Only one clinical setting was used. It was a short study, so long-term effects could not be observed after three or six months. In this study, only flexion and extension ROM of the lumbar spine were observed; side bending and rotation were not observed.

CONCLUSION

This study concluded that both groups showed significant effects in reducing pain levels and functional disability scores, as well as improving flexion and extension ROM values in subjects with mechanical LBP. Maitland mobilization treatment was more effective than shockwave therapy in subjects with mechanical LBP.

Recommendations

Both techniques should be compared with another exercise therapy to further investigate the best possible treatment for subjects with LBP due to mechanical causes. Future studies should measure ROM for side bending and rotation of the lumbar spine. Future research should be conducted by taking samples from different populations.

ACKNOWLEDGMENT

We would like to acknowledge all participants, who voluntarily participated in the research and special thanks to the research supervisor for proper guidance and assistance in the research process.

AUTHORS’ CONTRIBUTIONS

RE contributed to study conception and design and data acquisition. SR contributed to the conception and design. KH contributed to data analysis and interpretation. QR contributed to manuscript drafting, and SH contributed to critical analysis and proof reading of the manuscript.. All authors have critically reviewed and approved the final draft and are responsible for the manuscript’s content and similarity index.

ETHICAL APPROVAL

The study was approved by “Riphah International University, Lahore Campus” Research and Ethics Committee (ref no: REC/RCR & AHS/22/0127) on March 04, 2022. This RCT was registered in the UK clinical trial registry platform clinicaltrials.gov (IRCT#NCT05404997).

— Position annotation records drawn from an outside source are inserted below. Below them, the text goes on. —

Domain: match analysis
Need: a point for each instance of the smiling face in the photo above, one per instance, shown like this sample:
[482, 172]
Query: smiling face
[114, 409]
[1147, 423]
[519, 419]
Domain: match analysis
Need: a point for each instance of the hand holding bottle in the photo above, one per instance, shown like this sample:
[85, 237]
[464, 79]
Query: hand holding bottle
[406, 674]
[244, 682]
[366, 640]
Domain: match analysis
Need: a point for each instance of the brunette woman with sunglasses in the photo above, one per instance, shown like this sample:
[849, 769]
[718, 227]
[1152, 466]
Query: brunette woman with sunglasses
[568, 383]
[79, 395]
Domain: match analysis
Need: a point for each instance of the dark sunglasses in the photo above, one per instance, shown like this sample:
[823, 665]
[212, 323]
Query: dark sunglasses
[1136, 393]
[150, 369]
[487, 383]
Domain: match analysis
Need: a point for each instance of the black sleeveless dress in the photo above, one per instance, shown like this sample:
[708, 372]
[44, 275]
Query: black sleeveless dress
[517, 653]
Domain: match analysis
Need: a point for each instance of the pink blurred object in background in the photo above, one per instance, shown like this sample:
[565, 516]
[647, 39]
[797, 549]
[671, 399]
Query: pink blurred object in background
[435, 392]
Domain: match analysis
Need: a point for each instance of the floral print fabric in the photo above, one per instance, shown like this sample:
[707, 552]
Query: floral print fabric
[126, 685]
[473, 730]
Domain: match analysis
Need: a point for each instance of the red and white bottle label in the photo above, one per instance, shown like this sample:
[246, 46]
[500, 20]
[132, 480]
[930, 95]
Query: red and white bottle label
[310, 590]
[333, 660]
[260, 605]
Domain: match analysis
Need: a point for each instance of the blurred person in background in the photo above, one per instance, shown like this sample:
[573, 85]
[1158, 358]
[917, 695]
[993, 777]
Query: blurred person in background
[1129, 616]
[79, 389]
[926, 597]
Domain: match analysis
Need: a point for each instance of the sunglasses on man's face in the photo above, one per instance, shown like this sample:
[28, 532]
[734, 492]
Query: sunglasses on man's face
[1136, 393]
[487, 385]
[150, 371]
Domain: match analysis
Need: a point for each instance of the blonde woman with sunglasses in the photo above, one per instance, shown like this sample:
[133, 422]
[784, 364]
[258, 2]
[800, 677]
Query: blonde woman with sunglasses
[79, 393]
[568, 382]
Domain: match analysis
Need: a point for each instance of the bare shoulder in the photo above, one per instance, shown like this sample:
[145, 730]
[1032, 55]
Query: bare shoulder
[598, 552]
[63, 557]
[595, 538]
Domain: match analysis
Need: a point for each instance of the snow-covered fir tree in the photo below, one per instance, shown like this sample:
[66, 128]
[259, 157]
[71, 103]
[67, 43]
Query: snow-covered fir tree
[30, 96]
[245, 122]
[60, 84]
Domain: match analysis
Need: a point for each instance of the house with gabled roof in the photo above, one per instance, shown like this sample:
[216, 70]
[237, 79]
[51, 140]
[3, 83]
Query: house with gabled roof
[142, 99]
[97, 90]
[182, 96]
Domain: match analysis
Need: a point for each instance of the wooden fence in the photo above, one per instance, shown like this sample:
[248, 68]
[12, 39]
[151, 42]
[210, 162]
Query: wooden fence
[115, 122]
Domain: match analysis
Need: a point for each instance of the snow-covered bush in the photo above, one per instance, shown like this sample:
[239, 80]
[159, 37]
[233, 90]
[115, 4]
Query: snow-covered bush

DECLARATION OF PATIENT CONSENT

The authors certify that they have obtained all appropriate patient consent forms. In the form, the patients have given their consent for their images and other clinical information to be reported in the journal. The patients understand that their names and initials will not be published and due efforts will be made to conceal their identity, but anonymity cannot be guaranteed.

USE OF ARTIFICIAL INTELLIGENCE (AI)-ASSISTED TECHNOLOGY FOR MANUSCRIPT PREPARATION

The authors confirm that there was no use of artificial intelligence (AI)-assisted technology for assisting in the writing or editing of the manuscript and no images were manipulated using AI.

CONFLICTS OF INTEREST

There are no conflicting relationships or activities.

FINANCIAL SUPPORT AND SPONSORSHIP

This study did not receive any specific grant from funding agencies in the public, commercial, or not-for-profit sectors.